Have you ever woken up in the morning and dreaded going to work (or logging in virtually), not only because of all the things you need to do but because of the people that surround you? Whether that’s management or coworkers, feeling like someone is stepping over your boundaries can be overwhelming.
It can come down to something as simple as they don’t understand your boundaries. They haven’t been told that you’d rather not bridge your personal life with your work life or they haven’t figured out your work style and how you succeed and respond best. So, you will need to make it plain for them.
Of course, you don’t want to insult any of your co-workers or management, but how will you be able to set boundaries? Don’t worry, here are 7 ways you can set boundaries with your colleagues.
1. Keep Your Personal Life Out Of The Office
One of the best ways to set and keep your boundaries is to leave your personal life outside of the office. It can be tempting to want to talk about your own personal issues, just to get them off your chest, but by doing so, you’re inviting your colleagues into your personal life too.
Of course, this can be a form of relief for you, but it removes that boundary that separates your personal life and your work life. So, try to keep your personal life out of the office. This will help you not only keep that boundary, but it’ll ensure that your professional life isn’t impacted by whatever issues you’re facing.
Sometimes, it can be difficult to not talk about your personal life, especially if you’re trying to get to know your work colleagues, and you may have no choice but to talk about it. Instead of suppressing the urge, limit how much you tell your colleagues.
The more details you give, the less effective that boundary is. So, if you must talk about your private life, give as little detail as possible, so that your colleagues will feel like they’re getting to know you, but without intruding into your private affairs.
2. Let Your Colleagues Know You’re Not Affected By Them
More often than not, we react to everything that our colleagues and friends say, to let them know that we’re interested in what they’re saying. You don’t always have to, especially if you’re trying to set boundaries between yourselves. When a colleague says something, you can react of course, but make sure it is in line with your emotions.
Do you find that story particularly interesting? If not, why don’t you just smile to acknowledge the story, but don’t over-react. That way, you’re not straining yourself, to look engaged. You can still be engaged with your colleagues, but without feeling exhausted at the end of the day.
3. Pack Your Own Lunch/Snacks
One of the most common ways colleagues will try to connect with you is through food or even virtual happy hours. By buying food for you, or offering you their snacks, they can remove that boundary. So, if you want to keep your colleagues at bay, pack your own snacks and lunch.
That way, you have the power to offer them your food, thus you are the one that can choose who you can remove that boundary for. Food is a major factor in many relationships, so be sure you know who you want to connect with, and who you don’t.
4. Take Your Lunch Breaks
For many people, their work is the most important thing they need to focus on, at work, and as such, they’ll work through their lunch breaks, without stopping. While it may seem like they’re productive, it can lead to more stress, an exhaustion burnout, and more demands that they may not be able to handle.

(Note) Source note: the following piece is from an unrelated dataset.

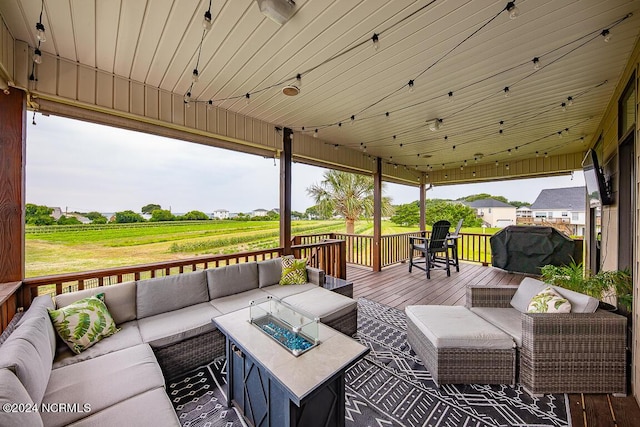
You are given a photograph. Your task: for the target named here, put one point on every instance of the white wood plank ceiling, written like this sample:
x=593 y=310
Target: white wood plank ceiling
x=470 y=48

So, make sure to take your lunch breaks, not only to help de-stress you, but also to make sure you’re not taking on too much work. Otherwise, you’ll be expected to continue doing more than what you’re supposed to do.
5. Turn Off Your Notifications
Sometimes your work tasks can take you away from your personal time. Essentially, you might get a late night or an early morning notification from your boss, because you need to do preparations for an upcoming meeting, and it’s “urgent”.
Nothing is really urgent, and if it is, it should be a life-or-death situation. Chances are when your boss has an “urgent” task for you, it’s because they, or their bosses, had forgotten about it. So, you’re the one stuck with the task. Don’t take the blame for it. If anything, turn off all your work notifications, and should they ask, show them that you value your personal time after work.
Some may appreciate it, others may not, but that’s not what is important. Your own mental state is. So, turn off your notifications and power off, from your work life. It doesn’t need to dictate your personal life as well.
6. Establish Your Priorities
There will be times when colleagues and bosses will ask you to do a million tasks, all at once and it can seem overwhelming. Take a deep breath and prioritize your work. Like with turning off your notifications, not all your tasks are priorities. When your colleagues ask you for your help, or your boss asks for a task to complete, consider the urgency of the task.
Are they tasks that are necessary for others that are going on now? Or do they have a deadline? Prioritize the tasks that you know you need to do. Maybe make a task list to remind you of those other tasks you’ve been asked to do, or as other colleagues to help you with your burden.
7. Set Your Routine And Clock Off
The last thing you need, at the end of a workday, is to find an email fly in before you clock out. It’s ok if you read that email, but don’t act on it. Let it wait for the morning. Of course, if it is an urgent task, then by all means complete it, but for the most part, these last-minute emails can wait for the morning.
So, don’t stress over them. And if you’ve turned off your notifications for work emails off (as we’ve mentioned before), they should know and understand that you’ll only be able to work on the task in the morning, and won’t expect it to be done immediately.